Everything about your communication should be as simple as it can be!
- No fancy scientific words
- No complicated charts
- No infinite emails
If you can show your data-driven takeaways in one line chart and explain them in one sentence, you should do it. Everyone will be happy about it.
(6) Data-Driven Decision Making
Why are data-driven managers important?
An inportant acronym for this step – “HIPPO”?
It stands for highest paid person’s opinion. It was a well-established business decision-making method for a very long time. Thanks to data science, it’s not the case anymore.
Nnot every manager is ready for this to change. Ego, feelings and closed lines of communication can commit a project to failure no matter how well designed and executed it was.
You can prevent this by establishing a data-driven company culture. Data Science goes so much further than clean data and dashboards. It’s the absolute aknowlegement of a fundamental shift in your firm that you’ll use data as a backbone for most decision making.
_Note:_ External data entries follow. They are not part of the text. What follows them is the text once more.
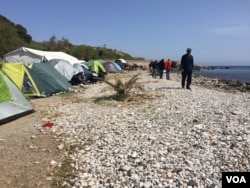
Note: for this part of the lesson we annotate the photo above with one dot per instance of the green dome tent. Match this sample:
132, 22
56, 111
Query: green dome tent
97, 66
40, 80
13, 104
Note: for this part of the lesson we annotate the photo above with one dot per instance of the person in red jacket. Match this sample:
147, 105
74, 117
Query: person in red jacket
167, 67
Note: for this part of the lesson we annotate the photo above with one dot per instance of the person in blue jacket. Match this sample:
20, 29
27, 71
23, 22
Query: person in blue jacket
187, 63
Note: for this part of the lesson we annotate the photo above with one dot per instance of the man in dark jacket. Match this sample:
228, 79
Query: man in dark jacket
187, 63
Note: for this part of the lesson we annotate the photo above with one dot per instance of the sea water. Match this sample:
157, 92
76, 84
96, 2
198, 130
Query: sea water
240, 73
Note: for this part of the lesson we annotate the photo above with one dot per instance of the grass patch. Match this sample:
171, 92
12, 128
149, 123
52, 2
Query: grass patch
123, 89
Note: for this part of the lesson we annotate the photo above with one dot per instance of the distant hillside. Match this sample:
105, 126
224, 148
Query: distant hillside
13, 36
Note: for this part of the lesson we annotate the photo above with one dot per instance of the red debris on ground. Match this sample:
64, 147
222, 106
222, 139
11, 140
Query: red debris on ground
48, 124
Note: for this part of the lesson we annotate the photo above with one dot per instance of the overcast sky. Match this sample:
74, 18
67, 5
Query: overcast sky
218, 31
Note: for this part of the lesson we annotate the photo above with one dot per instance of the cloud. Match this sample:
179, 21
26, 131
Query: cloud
233, 31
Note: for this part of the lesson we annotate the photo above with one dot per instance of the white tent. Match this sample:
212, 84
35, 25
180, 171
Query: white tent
65, 68
28, 56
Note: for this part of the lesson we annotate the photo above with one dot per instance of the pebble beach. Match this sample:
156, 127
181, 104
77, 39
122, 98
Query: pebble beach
172, 138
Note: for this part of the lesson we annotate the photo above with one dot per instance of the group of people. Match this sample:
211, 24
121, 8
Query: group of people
159, 67
187, 63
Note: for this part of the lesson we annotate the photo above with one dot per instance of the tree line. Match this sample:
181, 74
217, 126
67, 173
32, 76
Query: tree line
13, 36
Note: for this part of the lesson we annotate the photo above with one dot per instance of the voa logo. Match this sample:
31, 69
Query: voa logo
236, 179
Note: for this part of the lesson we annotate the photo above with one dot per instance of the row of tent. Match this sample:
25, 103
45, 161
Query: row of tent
37, 73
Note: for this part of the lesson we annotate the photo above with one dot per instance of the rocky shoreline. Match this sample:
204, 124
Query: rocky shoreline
173, 137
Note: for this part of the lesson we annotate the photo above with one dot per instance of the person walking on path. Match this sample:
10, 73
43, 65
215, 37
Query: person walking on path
187, 63
154, 69
167, 67
161, 68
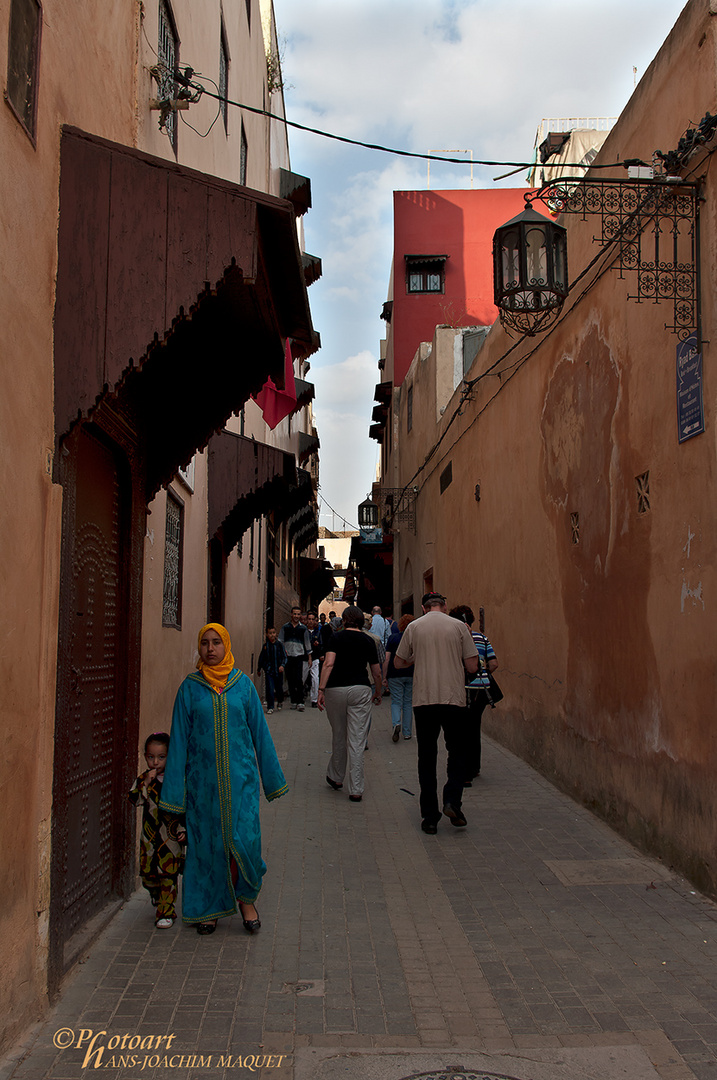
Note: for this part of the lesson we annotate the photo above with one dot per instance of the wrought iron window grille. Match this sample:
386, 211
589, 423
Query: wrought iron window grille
654, 225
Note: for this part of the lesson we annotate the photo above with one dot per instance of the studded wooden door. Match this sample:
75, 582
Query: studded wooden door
88, 802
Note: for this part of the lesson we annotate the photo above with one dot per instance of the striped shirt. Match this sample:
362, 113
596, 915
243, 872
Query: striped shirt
485, 653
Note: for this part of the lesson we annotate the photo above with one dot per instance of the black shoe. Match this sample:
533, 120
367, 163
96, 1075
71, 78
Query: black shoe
252, 925
457, 817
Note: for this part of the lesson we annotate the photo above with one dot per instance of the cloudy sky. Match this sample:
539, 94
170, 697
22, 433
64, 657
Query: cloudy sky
424, 76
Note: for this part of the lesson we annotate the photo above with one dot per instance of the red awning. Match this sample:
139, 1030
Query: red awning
175, 294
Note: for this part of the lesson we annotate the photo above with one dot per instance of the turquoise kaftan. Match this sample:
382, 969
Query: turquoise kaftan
211, 775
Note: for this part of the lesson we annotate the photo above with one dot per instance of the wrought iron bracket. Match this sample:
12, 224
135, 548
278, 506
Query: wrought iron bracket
654, 226
397, 505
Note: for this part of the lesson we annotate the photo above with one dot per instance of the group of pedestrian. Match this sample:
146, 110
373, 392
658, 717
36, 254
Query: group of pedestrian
201, 788
295, 651
448, 661
200, 792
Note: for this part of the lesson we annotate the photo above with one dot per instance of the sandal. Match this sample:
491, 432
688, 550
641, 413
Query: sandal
251, 925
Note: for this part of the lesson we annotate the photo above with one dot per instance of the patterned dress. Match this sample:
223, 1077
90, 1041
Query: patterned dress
161, 854
220, 746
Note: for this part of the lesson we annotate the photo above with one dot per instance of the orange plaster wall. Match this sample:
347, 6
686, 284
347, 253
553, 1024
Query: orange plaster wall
606, 647
91, 49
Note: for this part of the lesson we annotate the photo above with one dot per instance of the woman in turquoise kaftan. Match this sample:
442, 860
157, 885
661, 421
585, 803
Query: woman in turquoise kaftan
220, 745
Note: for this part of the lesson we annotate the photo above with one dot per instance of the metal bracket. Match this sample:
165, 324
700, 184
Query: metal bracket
654, 225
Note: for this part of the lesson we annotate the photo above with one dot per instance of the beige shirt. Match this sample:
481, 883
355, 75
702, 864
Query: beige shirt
437, 645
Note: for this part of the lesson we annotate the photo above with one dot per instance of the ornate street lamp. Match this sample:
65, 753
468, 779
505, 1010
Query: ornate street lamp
369, 527
530, 271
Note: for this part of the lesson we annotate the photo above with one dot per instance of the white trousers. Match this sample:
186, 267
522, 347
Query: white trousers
314, 682
349, 710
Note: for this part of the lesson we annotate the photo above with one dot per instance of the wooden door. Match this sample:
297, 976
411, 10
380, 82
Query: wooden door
90, 815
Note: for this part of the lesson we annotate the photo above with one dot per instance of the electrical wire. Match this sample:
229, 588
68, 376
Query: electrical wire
188, 81
608, 254
346, 522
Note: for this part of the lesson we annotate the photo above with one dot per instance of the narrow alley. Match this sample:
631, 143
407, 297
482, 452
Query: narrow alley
535, 943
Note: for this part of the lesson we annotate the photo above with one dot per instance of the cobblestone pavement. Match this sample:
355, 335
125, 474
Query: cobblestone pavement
533, 943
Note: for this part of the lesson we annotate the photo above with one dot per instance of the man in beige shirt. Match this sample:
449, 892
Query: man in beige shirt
443, 651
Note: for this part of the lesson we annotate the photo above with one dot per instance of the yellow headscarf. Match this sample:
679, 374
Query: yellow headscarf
216, 675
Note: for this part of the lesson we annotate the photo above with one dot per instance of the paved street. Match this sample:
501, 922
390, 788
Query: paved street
532, 944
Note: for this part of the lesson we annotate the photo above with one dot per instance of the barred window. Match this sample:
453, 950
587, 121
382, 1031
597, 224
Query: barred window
167, 59
242, 158
425, 273
173, 551
24, 62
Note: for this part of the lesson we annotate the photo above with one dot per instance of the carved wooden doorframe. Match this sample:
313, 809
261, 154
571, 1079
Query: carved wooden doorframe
98, 671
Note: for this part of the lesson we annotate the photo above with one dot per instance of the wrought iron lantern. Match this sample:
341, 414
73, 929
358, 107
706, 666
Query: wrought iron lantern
368, 512
530, 271
369, 527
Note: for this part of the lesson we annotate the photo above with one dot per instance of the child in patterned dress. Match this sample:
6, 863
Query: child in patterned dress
163, 835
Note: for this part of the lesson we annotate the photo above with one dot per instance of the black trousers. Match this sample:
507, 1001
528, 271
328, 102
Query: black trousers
294, 672
476, 709
430, 721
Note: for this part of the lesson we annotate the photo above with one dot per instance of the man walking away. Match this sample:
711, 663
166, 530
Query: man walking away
379, 625
295, 638
442, 650
318, 651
The 3 Major Data Science Business Applications
Data Analysis (step 3)is a very broad topic. There are so many opportunities to turn your data into value.
More specifically, in business, these are the three most common practical applications of data science:
(A) Business Analytics (aka Descriptive Analytics).
It answers the questions of “what has happened in the past?” and “where are we now?”
(E.g. reporting, measuring retention, finding the right user segments, funnel analysis, etc.)
(B) Predictive Analytics
It answers the question, “what will happen in the future?”
(How much will this investment return in the future given past performance, assumed future variables, etc.)
(C) Data-Based Product
A product that works using your historical data.
(self-learning, AI, etc)
To understand which ones that you should be focusing on is a fairly straightforward query – which ones will offer you, at each stage of your data journey, the highest ROI.
Invest in business analytics and simple reports first. By answering the basics, you will generate tremendous business value: you will see more clearly and you will understand your audience better.